The tension between the two is exceptional. Even though I have never liked a single film that I have seen him in, Curtis won me over with his performance as Joker Jackson. Joker comes off like a racist dirt bag that cares about two things: women and money. He uses the “N” word once against Cullen who tells him not to do it again. Cullen is quite a bit bigger than Joker, so I guess the warning comes off as viable. What is interesting is that he calls Noah by his last name, Cullen, but with the Southern accent it sounded like he was saying “colored”, which I don’t think was an accident at all.
The two escape their chain gang during the aftermath from a bus accident. They have to get away as soon as possible, knowing that the hound dogs will be coming after them. The dog handler wants to chase them with the hounds, but set lose Dobermans as soon as the pair of cons is located. The sheriff says no to that, wanting to be humane in his approach, but of course he is opposed by a state trooper who wants to use any means necessary. Good tension there also.
Cullen and Joker first end up in an excavation pit and have to cooperate to get out. It’s a tough go, but they manage to have enough sense to help each other (barely) knowing that if they don’t get out, they will both get dead. Their next stop is a turpentine camp where they are going to rob the camp store after everybody goes to bed. They are still chained however, and trying to get the tools they need to free themselves, they end up making too much noise and instead get caught. The guys in the camp all want to hang them except for Big Sam (played brilliantly by Lon Chaney Jr). Big Sam takes the first chance he has to help them escape, revealing that he was once a chain gang member himself.
They next happen upon a farm with a small boy and lonely widow. The boy finds them the tools to free themselves. Cullen is too tired to escape by himself that night and falls asleep sitting at the kitchen table. Joker, sharing glances with the widow, decides this is probably a good time to help himself to some lonely widow lovin'. In the morning, the widow tells Cullen how to find his way to the train to make his escape, and Cullen takes off.
Waking later than Cullen, Joker asks what happened to his chain mate. The widow maniacally tells Joker that she sent Cullen into the swamp where he will die, leaving no witnesses, so that she and Joker can escape and start their new lives.
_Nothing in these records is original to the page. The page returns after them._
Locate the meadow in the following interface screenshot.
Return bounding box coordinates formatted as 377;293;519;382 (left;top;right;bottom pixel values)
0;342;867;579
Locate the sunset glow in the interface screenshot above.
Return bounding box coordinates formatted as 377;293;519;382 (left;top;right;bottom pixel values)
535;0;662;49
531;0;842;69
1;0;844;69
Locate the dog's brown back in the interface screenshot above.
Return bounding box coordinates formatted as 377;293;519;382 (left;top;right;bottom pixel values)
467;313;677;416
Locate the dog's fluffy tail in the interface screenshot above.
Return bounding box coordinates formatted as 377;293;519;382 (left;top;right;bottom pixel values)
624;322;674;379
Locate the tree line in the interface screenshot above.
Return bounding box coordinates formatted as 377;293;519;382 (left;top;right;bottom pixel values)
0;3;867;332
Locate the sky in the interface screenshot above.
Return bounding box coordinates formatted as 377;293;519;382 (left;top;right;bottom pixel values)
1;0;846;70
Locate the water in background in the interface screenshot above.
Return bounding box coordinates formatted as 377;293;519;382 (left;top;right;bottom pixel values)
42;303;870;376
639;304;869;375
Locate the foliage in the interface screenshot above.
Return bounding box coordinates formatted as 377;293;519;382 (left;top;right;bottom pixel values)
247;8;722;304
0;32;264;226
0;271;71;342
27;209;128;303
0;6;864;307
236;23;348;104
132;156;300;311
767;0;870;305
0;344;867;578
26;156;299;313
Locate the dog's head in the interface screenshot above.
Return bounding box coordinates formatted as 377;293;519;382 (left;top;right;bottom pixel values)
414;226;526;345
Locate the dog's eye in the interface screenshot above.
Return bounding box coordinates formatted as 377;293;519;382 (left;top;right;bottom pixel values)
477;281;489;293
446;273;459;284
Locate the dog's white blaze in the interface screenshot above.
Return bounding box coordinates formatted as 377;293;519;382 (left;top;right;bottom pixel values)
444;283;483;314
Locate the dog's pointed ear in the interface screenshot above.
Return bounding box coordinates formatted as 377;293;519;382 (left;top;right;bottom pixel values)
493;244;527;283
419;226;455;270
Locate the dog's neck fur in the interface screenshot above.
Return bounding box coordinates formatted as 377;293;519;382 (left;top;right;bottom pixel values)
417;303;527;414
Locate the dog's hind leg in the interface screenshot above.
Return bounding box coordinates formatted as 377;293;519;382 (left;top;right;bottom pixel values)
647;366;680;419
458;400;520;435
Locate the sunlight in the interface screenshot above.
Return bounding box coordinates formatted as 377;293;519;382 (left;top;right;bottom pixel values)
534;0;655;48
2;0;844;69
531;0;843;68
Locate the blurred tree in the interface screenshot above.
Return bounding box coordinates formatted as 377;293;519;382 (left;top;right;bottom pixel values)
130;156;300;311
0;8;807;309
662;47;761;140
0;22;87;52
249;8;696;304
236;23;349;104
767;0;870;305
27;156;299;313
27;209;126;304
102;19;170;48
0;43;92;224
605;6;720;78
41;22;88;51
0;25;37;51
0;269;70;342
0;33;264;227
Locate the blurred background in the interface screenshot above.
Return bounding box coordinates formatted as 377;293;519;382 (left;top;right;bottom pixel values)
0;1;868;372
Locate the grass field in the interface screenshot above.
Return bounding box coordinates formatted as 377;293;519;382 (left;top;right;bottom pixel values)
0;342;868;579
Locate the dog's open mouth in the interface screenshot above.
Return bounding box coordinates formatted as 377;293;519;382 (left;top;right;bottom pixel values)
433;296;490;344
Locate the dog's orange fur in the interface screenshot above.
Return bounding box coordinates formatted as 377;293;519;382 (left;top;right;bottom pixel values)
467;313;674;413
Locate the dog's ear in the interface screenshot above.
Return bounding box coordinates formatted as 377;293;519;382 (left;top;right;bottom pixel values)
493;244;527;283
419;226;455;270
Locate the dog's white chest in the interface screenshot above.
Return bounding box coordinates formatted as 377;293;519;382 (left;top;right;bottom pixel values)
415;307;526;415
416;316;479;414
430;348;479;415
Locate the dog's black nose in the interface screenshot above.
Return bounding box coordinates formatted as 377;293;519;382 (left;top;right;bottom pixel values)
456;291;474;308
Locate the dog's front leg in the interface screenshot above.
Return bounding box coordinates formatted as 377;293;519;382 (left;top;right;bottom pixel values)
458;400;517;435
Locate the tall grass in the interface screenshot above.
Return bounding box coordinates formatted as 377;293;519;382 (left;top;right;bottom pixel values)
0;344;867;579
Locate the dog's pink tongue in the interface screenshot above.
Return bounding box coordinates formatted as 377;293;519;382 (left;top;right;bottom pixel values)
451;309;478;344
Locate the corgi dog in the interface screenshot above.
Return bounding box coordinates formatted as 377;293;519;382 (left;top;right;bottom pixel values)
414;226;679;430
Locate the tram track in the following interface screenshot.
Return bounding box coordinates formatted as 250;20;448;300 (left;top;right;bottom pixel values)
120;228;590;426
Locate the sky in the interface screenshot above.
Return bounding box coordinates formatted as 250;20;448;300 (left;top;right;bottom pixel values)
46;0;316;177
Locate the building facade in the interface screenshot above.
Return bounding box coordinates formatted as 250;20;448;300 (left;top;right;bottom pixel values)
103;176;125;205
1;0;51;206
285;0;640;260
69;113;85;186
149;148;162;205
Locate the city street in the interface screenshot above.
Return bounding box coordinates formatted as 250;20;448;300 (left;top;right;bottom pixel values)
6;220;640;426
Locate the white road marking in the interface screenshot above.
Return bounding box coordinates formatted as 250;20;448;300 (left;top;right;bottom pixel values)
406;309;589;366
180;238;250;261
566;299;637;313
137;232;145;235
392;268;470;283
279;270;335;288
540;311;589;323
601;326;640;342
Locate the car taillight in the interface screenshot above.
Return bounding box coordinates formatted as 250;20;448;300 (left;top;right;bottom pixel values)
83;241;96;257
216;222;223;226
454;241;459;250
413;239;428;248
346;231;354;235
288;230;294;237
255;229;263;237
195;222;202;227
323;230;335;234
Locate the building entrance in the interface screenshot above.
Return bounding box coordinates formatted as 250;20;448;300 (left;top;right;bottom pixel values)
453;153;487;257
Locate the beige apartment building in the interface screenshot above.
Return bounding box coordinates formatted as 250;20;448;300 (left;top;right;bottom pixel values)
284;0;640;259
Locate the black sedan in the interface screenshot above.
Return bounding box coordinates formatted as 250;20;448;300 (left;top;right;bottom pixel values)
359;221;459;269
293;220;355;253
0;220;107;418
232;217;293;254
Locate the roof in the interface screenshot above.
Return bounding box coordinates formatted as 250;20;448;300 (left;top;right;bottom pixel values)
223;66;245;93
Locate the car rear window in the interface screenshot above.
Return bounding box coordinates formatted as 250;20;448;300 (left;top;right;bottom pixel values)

Having developed a bit of humanity by this point, Joker takes off to save Cullen, leaving the widow in the dust. It’s better than I am telling it.
They get to the train, but Joker is nursing a bullet wound, having been shot by the boy while Joker was escaping, and the convicts cannot make the train. That having been their last chance, the sheriff catches them and takes them back into custody. Both Poitier and Curtis were nominated for best actor awards that year for the Oscars, but neither won. They both should have.
And you know what to expect with a Kramer film: hard-hitting sociological issues and a well crafted story. One the Beach, Guess Who's Coming to Dinner, Champion, High Noon, The Wild One, The Caine Mutiny, are all Kramer films, and all exceptional.
IMDB gives this amazing, gritty drama a paltry 7.6, with 7 (as determined by my son Luke) being the threshold for good films. It's so much better than most of the modern films out there, and should really be watched by anyone who is interested in racial issues (along with Guess Who's Coming to Dinner). Deenur real rating 8.5.